For a heart-stopping moment, I thought the elephant might’ve crushed her somehow, even though she was beneath me. But then she lifted her head up, spat dirt from her mouth, looked me in the eye and said, “I think I hate you.”
7
We weren’t out of the woods yet, however.
The elephant was preoccupied with the gate for now, but that wouldn’t distract it forever.
Besides, it wasn’t the only monster in the area.
Luckily it had stampeded a hundred feet or so into the parking lot before tumbling to a stop against a car, so it wasn’t blocking our way out.
“How far is your car from here? Please tell me it’s not that one,” I said, pointing at the car the elephant had half-crushed.
“No, it’s far. I like to get exercise in before and after work.”
“So you park your car far away? Are you joking? You’re a nurse, you’re on your feet all day.”
“Not all day. Approximately six out of ten hours on average.”
“You’re really weird.” I shook my head. “Is it in the parking lot at least?”
“Of course.”
“Go on then, I’ll follow you.”
We headed out through where the gate once was and into the parking lot.
I saw no other monsters in the area.
I even looked up to the sky.
I didn’t really expect anything to be there, but we had just almost been crushed by a bipedal evil elephant alien, so I wasn’t ruling anything out.
“Pick up the pace,” I urged, and she started jogging.
I grimaced in pain as I followed.
Though the pain seemed to be getting less. Either that, or I was becoming numb to it.
Twenty seconds later, we reached the very edge of the parking lot—as far away as you could possibly park—and stopped by a bulbous blue vehicle.
I glanced back and saw the elephant still struggling with the gate stuck to its head.
“This is your car?”
“What’s wrong with my car?” she asked, opening the driver’s door.
I shook my head at the plastic-looking vehicle and its puny tires. “It’s the
end of the world, and we’re going to be driving a Prius. Does this thing even take gas?”
“Yes, that’s the whole point. It’s a hybrid.”
I shook my head again and got in the passenger side.
She sat in the driver’s seat, looking at the keys in her hand.
“Come—” I began, but then she started the car, shifted into gear, and we drove—eerily silently on battery power—out of the parking lot, staying well clear of the elephant creature that was still struggling to get the fence off its head.
“Where are we going to?” she asked.
I thought for a moment. Where could we go?
I got the feeling that the world I was entering into was not at all the same one that I had left nearly two years ago.

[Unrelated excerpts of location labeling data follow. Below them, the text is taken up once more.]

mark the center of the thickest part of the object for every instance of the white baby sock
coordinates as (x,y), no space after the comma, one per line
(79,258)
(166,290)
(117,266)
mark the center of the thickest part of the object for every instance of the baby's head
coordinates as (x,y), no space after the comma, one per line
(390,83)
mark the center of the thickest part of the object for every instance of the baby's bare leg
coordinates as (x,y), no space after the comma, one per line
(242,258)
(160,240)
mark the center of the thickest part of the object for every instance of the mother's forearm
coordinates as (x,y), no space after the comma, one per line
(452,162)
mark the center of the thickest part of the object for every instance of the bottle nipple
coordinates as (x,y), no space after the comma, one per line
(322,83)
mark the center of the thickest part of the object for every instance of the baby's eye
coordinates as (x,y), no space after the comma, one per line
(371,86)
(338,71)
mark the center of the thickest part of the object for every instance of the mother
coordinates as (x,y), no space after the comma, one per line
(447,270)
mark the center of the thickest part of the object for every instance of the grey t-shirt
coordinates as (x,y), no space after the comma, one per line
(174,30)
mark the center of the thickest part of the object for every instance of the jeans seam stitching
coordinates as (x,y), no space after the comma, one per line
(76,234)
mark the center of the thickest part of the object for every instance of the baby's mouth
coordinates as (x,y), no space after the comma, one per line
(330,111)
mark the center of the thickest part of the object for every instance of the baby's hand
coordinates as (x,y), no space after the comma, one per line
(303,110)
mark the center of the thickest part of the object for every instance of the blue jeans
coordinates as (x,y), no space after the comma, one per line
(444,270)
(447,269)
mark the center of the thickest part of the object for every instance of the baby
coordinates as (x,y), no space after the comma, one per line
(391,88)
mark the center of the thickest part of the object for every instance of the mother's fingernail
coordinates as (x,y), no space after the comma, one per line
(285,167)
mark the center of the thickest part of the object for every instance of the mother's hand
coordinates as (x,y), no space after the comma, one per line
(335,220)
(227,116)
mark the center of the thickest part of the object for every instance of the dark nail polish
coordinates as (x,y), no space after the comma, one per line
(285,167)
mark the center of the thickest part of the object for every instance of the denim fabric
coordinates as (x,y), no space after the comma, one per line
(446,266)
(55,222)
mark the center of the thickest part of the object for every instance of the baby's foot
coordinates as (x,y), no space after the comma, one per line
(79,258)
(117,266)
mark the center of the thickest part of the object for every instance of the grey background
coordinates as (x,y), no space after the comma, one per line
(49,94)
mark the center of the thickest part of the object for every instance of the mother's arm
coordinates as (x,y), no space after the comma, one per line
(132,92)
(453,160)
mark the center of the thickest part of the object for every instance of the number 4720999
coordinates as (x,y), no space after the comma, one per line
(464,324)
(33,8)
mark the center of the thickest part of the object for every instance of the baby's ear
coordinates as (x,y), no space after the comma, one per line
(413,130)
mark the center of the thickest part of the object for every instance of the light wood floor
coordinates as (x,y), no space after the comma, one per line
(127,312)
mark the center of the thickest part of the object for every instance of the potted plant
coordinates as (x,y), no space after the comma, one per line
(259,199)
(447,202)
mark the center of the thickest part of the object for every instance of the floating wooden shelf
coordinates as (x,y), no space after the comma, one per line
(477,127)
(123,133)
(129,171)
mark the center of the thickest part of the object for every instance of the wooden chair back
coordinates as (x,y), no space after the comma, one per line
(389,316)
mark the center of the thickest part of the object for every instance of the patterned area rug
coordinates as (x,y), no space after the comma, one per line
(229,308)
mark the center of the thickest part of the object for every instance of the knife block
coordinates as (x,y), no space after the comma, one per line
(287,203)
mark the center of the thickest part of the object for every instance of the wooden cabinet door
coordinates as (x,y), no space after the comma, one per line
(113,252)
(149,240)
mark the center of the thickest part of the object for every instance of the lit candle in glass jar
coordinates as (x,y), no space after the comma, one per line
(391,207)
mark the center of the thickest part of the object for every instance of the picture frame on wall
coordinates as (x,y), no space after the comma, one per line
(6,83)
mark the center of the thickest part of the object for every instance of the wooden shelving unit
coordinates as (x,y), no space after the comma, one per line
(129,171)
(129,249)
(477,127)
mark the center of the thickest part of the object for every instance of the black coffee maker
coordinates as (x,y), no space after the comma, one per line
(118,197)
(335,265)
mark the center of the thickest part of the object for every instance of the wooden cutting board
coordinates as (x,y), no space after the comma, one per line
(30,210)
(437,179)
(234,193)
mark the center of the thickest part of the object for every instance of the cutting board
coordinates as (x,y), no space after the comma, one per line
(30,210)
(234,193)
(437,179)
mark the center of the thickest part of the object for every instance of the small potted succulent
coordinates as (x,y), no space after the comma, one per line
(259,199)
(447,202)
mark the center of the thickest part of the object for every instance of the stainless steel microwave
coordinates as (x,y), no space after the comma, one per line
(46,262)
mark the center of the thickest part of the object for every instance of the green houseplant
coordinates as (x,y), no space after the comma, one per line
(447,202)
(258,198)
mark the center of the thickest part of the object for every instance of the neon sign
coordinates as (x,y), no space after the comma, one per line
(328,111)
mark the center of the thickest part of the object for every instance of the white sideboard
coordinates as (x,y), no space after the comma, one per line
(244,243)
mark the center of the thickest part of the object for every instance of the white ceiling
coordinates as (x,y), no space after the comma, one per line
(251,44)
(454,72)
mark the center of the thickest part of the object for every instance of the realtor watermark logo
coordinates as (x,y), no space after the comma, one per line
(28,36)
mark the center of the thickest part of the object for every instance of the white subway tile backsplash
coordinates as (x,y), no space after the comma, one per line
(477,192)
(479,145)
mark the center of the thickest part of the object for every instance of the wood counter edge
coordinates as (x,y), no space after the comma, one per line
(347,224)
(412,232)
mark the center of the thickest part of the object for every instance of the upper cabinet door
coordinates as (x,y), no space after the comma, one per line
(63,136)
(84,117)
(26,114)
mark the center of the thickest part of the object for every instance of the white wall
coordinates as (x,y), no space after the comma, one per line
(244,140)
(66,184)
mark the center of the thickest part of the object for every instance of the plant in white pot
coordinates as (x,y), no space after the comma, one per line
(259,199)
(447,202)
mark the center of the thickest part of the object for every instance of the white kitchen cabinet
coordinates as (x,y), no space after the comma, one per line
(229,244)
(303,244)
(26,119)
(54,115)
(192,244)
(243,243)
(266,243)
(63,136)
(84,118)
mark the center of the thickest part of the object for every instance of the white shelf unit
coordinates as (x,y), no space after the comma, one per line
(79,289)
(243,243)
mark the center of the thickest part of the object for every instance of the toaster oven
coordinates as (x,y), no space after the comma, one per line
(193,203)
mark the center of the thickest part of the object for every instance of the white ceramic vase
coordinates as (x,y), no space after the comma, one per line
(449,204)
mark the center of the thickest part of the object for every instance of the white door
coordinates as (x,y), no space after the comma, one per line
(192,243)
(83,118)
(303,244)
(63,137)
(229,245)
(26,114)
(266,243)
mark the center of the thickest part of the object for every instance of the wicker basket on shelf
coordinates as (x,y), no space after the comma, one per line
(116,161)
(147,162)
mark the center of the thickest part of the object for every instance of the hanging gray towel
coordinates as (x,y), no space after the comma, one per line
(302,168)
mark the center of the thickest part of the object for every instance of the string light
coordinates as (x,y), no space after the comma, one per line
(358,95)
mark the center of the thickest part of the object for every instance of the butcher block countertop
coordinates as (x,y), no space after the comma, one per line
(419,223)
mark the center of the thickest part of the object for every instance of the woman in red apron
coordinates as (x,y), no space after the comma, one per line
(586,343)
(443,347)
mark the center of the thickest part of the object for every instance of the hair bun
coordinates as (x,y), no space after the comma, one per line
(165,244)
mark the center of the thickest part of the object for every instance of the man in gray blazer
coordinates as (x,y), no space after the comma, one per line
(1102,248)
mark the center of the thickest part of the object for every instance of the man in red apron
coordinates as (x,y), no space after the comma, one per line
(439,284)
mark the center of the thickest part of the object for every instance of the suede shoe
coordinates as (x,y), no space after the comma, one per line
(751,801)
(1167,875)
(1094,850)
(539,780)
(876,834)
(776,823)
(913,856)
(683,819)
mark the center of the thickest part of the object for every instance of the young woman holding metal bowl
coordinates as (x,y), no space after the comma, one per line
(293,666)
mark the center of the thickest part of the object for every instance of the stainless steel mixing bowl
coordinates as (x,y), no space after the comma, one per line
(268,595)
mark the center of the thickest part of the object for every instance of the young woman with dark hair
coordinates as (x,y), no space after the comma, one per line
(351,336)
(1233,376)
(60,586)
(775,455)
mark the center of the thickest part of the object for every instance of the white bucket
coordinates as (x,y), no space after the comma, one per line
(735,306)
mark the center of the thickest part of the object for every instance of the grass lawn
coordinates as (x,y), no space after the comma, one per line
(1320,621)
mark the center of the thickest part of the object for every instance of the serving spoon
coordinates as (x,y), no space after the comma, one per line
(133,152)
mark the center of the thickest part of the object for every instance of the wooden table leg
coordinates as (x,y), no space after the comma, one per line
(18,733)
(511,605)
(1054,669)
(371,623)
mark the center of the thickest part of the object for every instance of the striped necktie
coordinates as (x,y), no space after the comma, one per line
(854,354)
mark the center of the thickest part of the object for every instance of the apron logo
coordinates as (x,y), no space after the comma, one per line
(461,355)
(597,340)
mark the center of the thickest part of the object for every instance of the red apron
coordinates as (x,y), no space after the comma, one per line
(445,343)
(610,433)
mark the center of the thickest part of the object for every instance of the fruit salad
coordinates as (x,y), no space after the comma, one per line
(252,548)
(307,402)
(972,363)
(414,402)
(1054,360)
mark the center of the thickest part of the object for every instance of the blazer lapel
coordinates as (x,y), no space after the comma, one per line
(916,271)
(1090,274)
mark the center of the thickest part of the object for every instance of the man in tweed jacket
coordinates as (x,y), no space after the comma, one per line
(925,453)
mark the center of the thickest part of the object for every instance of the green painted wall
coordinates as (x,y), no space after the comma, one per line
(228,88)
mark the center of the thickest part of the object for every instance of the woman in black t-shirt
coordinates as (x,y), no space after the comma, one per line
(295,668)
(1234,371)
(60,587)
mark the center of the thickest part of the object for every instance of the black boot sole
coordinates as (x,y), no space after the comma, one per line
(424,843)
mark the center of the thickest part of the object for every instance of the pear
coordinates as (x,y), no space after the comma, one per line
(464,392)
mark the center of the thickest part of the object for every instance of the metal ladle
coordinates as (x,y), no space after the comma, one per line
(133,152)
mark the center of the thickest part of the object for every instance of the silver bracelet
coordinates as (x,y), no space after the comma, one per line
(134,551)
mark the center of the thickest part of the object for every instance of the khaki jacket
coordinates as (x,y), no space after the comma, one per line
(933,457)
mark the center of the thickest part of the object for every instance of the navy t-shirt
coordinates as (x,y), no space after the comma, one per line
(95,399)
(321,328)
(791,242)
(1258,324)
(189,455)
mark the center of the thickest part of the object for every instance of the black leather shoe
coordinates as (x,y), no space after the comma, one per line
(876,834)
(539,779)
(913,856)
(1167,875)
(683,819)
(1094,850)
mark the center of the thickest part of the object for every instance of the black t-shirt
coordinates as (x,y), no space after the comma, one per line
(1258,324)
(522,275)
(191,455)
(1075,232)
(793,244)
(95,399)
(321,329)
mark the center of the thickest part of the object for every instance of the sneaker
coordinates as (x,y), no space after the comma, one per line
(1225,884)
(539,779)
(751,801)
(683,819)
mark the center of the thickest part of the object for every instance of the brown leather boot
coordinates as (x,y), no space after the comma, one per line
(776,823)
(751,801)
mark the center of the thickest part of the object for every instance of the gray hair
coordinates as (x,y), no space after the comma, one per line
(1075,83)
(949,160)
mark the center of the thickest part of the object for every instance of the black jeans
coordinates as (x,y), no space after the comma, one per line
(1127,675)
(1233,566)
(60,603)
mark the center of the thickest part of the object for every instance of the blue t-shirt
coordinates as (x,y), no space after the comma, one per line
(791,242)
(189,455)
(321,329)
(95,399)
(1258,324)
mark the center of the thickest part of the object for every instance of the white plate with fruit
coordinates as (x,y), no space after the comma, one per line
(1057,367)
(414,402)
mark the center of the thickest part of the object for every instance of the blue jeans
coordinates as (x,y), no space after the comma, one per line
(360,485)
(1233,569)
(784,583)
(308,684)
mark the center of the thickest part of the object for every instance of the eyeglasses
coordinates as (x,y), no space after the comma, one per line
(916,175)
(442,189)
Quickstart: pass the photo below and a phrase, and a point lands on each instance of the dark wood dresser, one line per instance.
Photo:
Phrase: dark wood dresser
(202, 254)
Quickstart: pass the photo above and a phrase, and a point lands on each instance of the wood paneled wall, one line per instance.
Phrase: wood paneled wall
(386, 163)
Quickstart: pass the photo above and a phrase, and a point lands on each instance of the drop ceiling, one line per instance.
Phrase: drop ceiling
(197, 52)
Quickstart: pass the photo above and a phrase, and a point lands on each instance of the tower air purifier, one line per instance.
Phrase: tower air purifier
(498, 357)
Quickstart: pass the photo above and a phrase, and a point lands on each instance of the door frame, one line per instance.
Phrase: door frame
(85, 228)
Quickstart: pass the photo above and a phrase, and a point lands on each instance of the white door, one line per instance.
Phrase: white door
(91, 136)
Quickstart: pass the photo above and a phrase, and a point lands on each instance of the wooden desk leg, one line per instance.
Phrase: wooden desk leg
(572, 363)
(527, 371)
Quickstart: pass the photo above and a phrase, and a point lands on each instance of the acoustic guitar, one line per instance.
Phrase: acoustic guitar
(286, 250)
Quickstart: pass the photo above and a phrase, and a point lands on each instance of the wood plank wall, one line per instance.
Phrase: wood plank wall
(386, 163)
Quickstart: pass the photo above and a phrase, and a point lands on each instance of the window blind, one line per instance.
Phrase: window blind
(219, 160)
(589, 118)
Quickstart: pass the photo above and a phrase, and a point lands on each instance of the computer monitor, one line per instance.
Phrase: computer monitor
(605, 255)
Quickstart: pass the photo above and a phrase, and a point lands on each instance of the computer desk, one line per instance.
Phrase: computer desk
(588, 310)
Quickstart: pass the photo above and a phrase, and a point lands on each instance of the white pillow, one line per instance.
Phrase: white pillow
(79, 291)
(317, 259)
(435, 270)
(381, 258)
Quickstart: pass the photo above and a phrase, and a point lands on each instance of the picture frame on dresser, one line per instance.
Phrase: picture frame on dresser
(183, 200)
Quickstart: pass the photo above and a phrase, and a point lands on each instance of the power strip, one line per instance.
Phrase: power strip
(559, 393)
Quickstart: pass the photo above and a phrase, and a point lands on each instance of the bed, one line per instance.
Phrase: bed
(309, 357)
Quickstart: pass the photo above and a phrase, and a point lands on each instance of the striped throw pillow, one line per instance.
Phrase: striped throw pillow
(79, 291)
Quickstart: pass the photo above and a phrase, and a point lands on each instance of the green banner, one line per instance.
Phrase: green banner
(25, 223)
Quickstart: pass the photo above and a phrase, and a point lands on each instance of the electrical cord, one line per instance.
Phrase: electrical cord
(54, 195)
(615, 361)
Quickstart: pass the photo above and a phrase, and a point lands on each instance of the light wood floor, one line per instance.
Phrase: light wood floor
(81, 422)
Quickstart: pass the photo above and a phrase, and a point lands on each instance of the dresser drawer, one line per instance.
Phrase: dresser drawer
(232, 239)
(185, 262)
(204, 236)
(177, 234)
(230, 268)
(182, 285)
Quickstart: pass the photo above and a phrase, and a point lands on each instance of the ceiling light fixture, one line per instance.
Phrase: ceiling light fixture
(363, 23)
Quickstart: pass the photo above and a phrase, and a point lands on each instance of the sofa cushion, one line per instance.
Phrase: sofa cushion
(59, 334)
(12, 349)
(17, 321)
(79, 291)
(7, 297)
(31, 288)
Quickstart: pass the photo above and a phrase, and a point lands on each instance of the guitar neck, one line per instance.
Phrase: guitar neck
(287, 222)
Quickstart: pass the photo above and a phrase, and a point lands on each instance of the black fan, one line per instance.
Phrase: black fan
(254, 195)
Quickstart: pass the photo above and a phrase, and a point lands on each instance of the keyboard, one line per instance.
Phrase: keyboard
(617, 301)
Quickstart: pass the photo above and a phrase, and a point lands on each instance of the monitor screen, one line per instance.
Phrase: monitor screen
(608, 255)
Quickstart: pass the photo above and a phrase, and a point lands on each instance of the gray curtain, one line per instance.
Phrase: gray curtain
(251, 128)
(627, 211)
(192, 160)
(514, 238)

“Where do you live?” I asked.
“In town. Well, on the outskirts of town.”
“You live alone?”
She glanced over at me. “That’s not the best question for a convicted felon to be asking a young single lady.”
“So you’re single.”
She rolled her eyes and looked back at the road. “I live with my roommate.”
“Is she going to be there now?”
“Why do you assume it’s a she?”
“Is it?”
“Yes.”
I grinned at her angry face. Better than the blank looks she had been giving me.
Plus, she was cute when she was angry.
She was cute all the time, but especially cute when she was mad. “So will she be there?”
“She works from home, so probably. I don’t know, I haven’t been there in twenty-six hours. I recall I was texting her before I went to take a shower. I remember thinking she was home, but I didn’t ask.”
“You know anything else about what’s going on? I mean other than what we saw on the news.”
“Not really. There are some conspiracy theories on YouTube, but nothing on the TV.”
“What were the conspiracy theories?”
“Apparently the same thing there are always conspiracies about. Aliens, the apocalypse, lizard people. The Illuminati. Some especially imaginative people found ways to combine all those things into one. Just the same old end-of-the-world conspiracy theory as always.”
“I don’t know if it’s a conspiracy,” I said, “but it’s not just a theory anymore.”